After a note from [Scott Fish] posting a comment to the hackaday article, I went back and flashed a verified working version of the original badge firmware (properly dumped from a friend's badge) back to my badge.
It seems Scott was having trouble getting the badge to reboot to a bootloader so that it could be overwritten with custom firmware from the Arduino IDE. He was just getting the error:
Connecting to programmer: .avrdude: butterfly_recv(): programmer is not responding
I too ran into the same error via both the Arduino IDE and avrdude command line. This tells me the badge either does not have a bootloader, or something is preventing it from entering the bootloader properly when reset.
This means the only way to write custom firmware to the badge is to first burn the Arduino bootloader to the onboard Atmega32u4. That process requires an external AVR programmer of some sort. I personally used the buspirate. Here are the steps I had to take to get the badge to behave like a regular Arduino Leonardo, programmable via USB.
- Solder a 2x3 male pin header to the badge's ICSP port. This is just above the center pot, with pin 1 being the lower left corner. There is a small _ next to this pin to make it obvious.
- Don't make the mistake I made and try to just hold 6 pins to the pads.

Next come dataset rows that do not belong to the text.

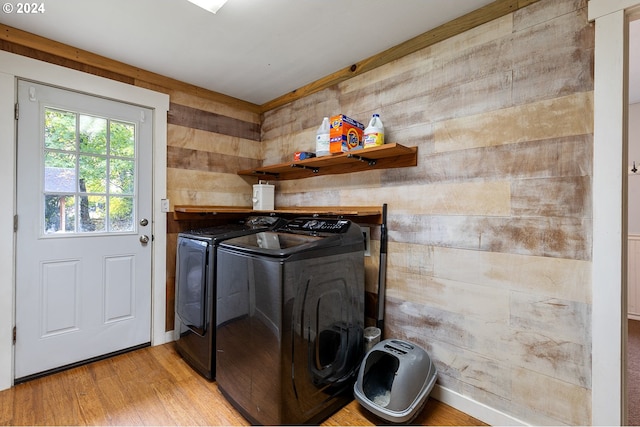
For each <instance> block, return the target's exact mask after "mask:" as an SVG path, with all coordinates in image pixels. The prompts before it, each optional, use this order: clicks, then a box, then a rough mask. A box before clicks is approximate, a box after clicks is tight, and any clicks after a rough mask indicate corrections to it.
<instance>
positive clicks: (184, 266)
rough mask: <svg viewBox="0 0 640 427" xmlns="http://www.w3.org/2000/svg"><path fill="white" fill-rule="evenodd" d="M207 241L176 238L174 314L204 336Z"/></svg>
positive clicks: (188, 325) (206, 276) (206, 285)
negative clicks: (176, 315)
mask: <svg viewBox="0 0 640 427" xmlns="http://www.w3.org/2000/svg"><path fill="white" fill-rule="evenodd" d="M208 250H209V244H208V242H206V241H203V240H198V239H190V238H188V237H183V236H179V237H178V251H177V257H176V314H177V315H178V317H180V320H181V321H182V323H183V324H184V325H185V326H186V327H188V328H189V329H191V330H192V331H194V332H195V333H197V334H198V335H204V333H205V332H206V328H207V319H206V307H207V304H206V302H207V258H208Z"/></svg>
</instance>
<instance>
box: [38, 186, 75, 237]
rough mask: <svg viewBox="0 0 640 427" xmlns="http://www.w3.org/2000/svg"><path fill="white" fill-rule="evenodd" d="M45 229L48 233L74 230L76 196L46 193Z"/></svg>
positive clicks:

This is how I corrupted my firmware to begin with.
- Connect your AVR programmer to the ICSP port
- Open up the Arduino IDE, open the "Tools" menu, and change the following:
- Board: Arduino Leonardo
- Port: [select the COM / tty serial port of your AVR programmer]
- Programmer: [select the type of AVR programmer you have]
- Open up the example "BareMinimum" sketch from the "File > Examples > 01.Basics" sub menu
- Click "Burn Bootloader"
- Once complete, disconnect your AVR programmer and ICSP cable
- Plug the badge in via USB
If everything went well, you should have an Arduino Leonardo show up in your IDE serial port list. Now you should be able to upload my example RGB sketch, or write your own.
Good luck, and I hope this helps clear up any confusion around re-purposing the badge for custom firmware.